Arthur s'est ensuite tourné vers Bitcoin (BTC) et la réglementation, affirmant que la crypto n'a pas besoin d'autorisation politique pour accomplir son destin, et il a souligné l'historique des prix du Bitcoinsous différents gouvernements américains comme étant le graphique le plus clair à suivre.
« Si vous voulez parler du prix du Bitcoin , de sa juste valeur ou de son prix futur, la seule chose qui compte, c'est le nombre d'unités de monnaie fiduciaire en circulation aujourd'hui », a déclaré Arthur. « Combien d'unités de monnaie fiduciaire y aura-t-il à l'avenir, et à quel rythme cette création monétaire se fera-t-elle ? »

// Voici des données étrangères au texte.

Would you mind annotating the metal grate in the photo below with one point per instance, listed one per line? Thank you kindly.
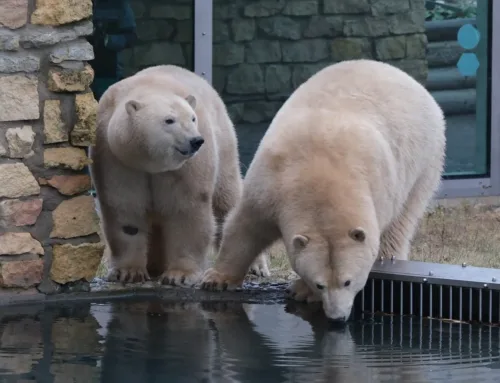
(426, 290)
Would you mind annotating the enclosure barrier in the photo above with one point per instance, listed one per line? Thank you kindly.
(428, 290)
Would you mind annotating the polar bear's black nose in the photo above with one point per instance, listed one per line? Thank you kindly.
(337, 322)
(196, 143)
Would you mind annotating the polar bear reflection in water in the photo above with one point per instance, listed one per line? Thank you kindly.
(234, 342)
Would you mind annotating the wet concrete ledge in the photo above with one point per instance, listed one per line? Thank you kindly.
(104, 291)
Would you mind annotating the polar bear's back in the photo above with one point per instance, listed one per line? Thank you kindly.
(401, 108)
(358, 121)
(359, 105)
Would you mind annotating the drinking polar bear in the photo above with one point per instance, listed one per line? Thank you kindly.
(165, 167)
(343, 174)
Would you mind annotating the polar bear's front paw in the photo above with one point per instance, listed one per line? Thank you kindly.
(178, 277)
(128, 274)
(301, 292)
(259, 267)
(215, 281)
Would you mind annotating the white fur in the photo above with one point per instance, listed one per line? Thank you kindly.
(343, 174)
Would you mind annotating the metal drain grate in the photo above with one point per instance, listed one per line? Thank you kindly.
(427, 290)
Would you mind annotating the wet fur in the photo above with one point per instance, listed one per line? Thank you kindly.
(359, 145)
(178, 213)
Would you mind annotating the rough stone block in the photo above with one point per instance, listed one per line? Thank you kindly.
(245, 79)
(184, 31)
(301, 73)
(418, 69)
(70, 185)
(167, 11)
(18, 62)
(20, 213)
(278, 79)
(416, 46)
(228, 53)
(75, 217)
(19, 243)
(79, 50)
(301, 8)
(72, 263)
(366, 26)
(13, 13)
(350, 48)
(19, 98)
(346, 6)
(260, 111)
(59, 12)
(53, 125)
(305, 51)
(417, 4)
(264, 8)
(408, 22)
(17, 181)
(386, 7)
(70, 80)
(324, 26)
(3, 150)
(390, 48)
(9, 41)
(243, 30)
(24, 274)
(225, 11)
(20, 141)
(263, 51)
(280, 27)
(34, 36)
(220, 32)
(236, 111)
(67, 158)
(83, 133)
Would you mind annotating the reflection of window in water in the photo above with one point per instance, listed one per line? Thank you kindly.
(114, 31)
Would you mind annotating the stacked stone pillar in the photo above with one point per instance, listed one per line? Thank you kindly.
(48, 225)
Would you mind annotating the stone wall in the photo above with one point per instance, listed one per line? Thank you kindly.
(164, 34)
(265, 49)
(48, 225)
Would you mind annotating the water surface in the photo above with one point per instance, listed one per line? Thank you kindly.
(153, 341)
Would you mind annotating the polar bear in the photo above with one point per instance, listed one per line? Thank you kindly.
(343, 174)
(165, 167)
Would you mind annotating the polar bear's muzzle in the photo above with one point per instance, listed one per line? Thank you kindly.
(192, 146)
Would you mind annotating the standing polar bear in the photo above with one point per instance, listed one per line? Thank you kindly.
(166, 169)
(343, 174)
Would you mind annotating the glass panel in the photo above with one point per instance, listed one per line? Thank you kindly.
(263, 50)
(133, 35)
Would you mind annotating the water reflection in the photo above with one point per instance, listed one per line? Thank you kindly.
(154, 341)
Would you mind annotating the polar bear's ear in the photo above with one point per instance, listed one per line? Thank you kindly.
(132, 106)
(191, 101)
(358, 234)
(299, 242)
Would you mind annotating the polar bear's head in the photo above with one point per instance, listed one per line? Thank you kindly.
(335, 267)
(156, 133)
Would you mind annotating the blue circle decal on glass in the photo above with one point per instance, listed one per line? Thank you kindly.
(468, 36)
(468, 64)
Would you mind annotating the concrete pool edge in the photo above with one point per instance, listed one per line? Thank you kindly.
(257, 294)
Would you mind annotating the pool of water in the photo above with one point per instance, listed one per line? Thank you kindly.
(154, 341)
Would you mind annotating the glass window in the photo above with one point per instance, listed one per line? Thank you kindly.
(263, 50)
(130, 35)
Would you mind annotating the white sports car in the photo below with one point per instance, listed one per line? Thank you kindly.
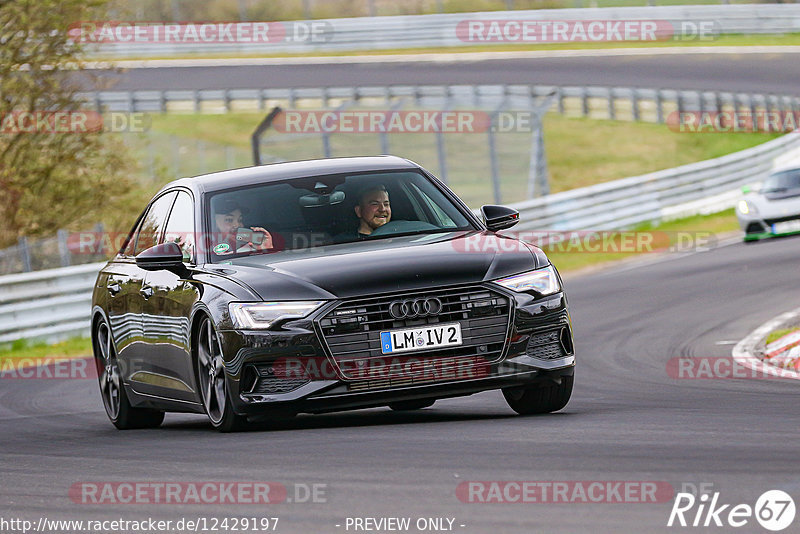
(773, 209)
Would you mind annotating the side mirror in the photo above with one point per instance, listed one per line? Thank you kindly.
(499, 217)
(165, 256)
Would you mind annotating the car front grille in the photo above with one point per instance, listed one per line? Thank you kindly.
(267, 381)
(550, 345)
(352, 332)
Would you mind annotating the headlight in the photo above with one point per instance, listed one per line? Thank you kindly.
(746, 207)
(543, 281)
(260, 315)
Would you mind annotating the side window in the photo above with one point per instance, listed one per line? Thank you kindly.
(180, 228)
(131, 245)
(443, 220)
(153, 223)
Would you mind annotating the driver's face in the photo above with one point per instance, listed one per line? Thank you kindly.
(374, 210)
(229, 222)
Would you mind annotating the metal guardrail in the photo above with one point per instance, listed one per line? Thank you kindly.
(440, 30)
(703, 187)
(616, 103)
(54, 304)
(51, 304)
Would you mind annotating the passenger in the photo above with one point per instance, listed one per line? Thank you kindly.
(228, 218)
(373, 211)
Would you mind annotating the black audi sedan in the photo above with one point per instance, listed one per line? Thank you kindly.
(326, 285)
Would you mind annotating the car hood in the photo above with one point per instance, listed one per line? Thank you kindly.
(774, 206)
(384, 265)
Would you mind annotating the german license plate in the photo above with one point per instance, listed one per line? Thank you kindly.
(421, 338)
(786, 227)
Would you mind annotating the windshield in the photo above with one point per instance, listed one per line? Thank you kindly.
(782, 181)
(327, 210)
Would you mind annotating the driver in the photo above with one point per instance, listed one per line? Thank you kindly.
(373, 211)
(228, 218)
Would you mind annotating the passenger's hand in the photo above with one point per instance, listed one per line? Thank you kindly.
(266, 244)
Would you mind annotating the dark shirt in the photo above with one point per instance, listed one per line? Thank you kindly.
(354, 235)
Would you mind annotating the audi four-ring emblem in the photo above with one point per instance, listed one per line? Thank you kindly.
(410, 308)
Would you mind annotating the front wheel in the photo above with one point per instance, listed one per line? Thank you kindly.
(541, 398)
(118, 407)
(212, 383)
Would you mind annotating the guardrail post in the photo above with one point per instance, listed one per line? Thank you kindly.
(659, 107)
(442, 153)
(585, 101)
(493, 161)
(201, 156)
(612, 113)
(176, 154)
(24, 254)
(63, 250)
(326, 144)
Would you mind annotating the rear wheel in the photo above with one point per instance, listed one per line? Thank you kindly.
(541, 398)
(404, 406)
(211, 380)
(115, 401)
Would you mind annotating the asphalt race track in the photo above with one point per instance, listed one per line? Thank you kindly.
(758, 73)
(628, 421)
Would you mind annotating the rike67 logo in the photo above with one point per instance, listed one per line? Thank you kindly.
(774, 510)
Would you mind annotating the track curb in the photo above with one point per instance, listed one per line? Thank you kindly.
(744, 351)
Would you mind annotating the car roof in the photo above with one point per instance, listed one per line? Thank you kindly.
(784, 168)
(288, 170)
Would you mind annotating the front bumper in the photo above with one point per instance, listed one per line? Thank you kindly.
(301, 378)
(756, 227)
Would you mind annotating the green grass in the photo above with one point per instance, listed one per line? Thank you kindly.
(777, 334)
(71, 348)
(679, 234)
(790, 39)
(580, 151)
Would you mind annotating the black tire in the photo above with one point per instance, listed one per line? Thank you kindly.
(115, 401)
(405, 406)
(211, 380)
(540, 399)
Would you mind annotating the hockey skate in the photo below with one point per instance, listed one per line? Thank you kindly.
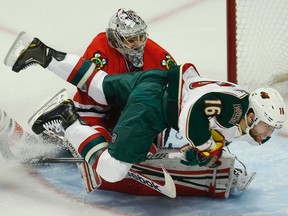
(58, 118)
(26, 52)
(241, 181)
(53, 118)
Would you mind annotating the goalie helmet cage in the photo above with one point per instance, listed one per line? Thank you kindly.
(257, 42)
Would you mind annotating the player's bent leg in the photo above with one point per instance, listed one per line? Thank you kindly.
(111, 169)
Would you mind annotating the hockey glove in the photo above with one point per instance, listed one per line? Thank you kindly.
(195, 157)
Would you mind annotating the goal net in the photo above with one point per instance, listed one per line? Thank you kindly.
(257, 42)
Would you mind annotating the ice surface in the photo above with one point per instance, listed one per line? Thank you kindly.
(193, 31)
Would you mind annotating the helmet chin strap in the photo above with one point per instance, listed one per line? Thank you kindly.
(247, 137)
(248, 128)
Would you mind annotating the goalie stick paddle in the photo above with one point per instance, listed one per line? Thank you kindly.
(168, 189)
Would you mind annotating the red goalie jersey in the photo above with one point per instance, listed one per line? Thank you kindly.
(111, 61)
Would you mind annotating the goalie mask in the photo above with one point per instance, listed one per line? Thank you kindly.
(127, 33)
(269, 114)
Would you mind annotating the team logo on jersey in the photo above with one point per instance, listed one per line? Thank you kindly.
(168, 62)
(264, 95)
(98, 60)
(236, 115)
(114, 137)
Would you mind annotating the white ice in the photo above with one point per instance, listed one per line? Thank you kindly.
(193, 31)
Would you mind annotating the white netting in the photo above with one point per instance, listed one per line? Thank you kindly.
(262, 42)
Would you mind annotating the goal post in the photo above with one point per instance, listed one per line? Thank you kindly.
(257, 42)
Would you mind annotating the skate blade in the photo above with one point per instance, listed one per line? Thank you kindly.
(21, 43)
(53, 102)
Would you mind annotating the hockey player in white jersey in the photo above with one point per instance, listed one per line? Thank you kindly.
(208, 113)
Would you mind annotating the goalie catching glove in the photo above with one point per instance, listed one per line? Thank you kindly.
(209, 158)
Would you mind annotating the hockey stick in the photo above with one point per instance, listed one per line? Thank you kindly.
(168, 189)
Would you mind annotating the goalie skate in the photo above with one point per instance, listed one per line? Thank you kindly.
(52, 103)
(21, 43)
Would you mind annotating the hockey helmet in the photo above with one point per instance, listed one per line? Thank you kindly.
(268, 106)
(124, 28)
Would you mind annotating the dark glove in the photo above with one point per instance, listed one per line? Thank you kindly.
(210, 159)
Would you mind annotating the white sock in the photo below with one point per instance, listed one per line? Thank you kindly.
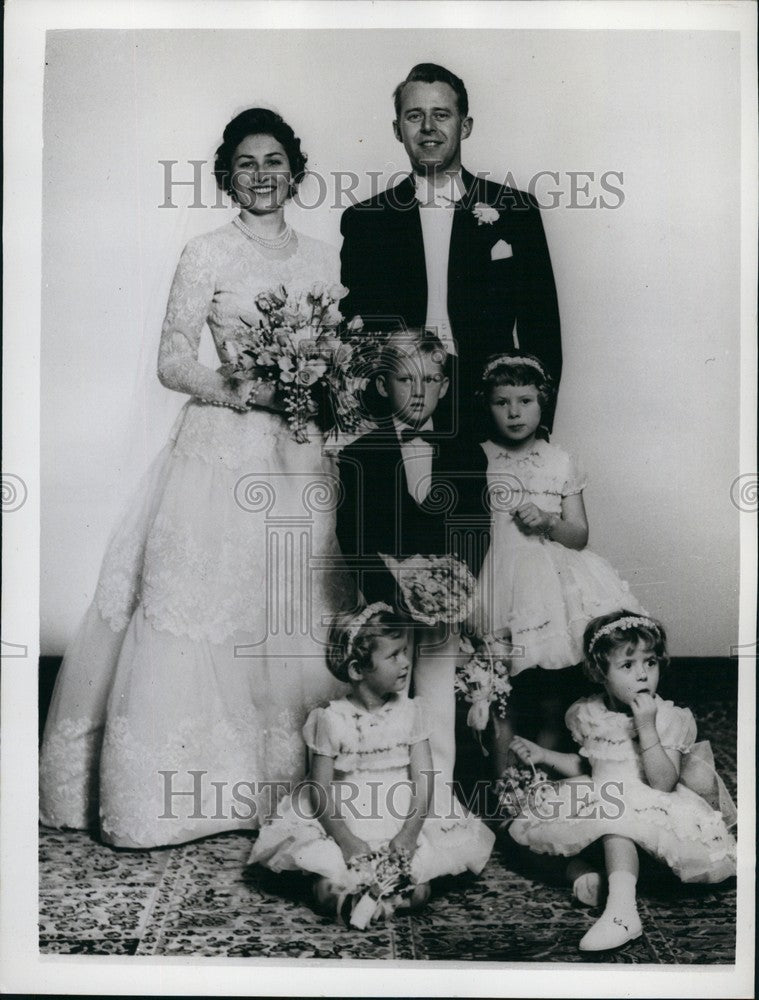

Il a indiqué que les discussions au sein du secteur portent désormais principalement sur la finance traditionnelle, les régulateurs et l'intégration des cryptomonnaies au système bancaire, un mélange qu'Arthur qualifie d'« enfant bâtard ». Il a ajouté que la plupart des participants aux conférences souhaitent avant tout une hausse des prix. Cependant, il a souligné que beaucoup oublient pourquoi Bitcoin est passé de zéro à un actif valant mille milliards de dollars.
« Plus on imprime d'argent aux États-Unis et dans le monde, plus bitcoin prendra de la valeur en monnaies fiduciaires », a déclaré Arthur. « C'est cette liquidité qui détermine le prix du bitcoin, et non la politique. »
Il estime que les entreprises de cryptomonnaies centralisées souhaitent une réglementation car elle protégera leurs activités. « Bien sûr, on va faire pression sur les politiciens pour obtenir ce qu'on veut. On verra ce qui se passera, du moins aux États-Unis et dans d'autres pays. Mais cela n'a aucune incidence sur l'efficacité Bitcoin ou des cryptomonnaies en général. »
Arthur a souligné qu'aujourd'hui, Bitcoin se négocie autour de 82 000 dollars, non pas parce que les autorités de régulation l'ont approuvé, mais plutôt parce qu'il est utile, car les gens peuvent envoyer de la valeur en dehors du système financier traditionnel, en dehors des circuits bancaires et en dehors du contrôle étatique.
« Si Bitcoin n'était qu'un actif à offre fixe parmi d'autres figurant au bilan de TradFi, nous n'aurions pas cette conférence aujourd'hui, car elle n'aurait aucun sens », a déclaré Arthur.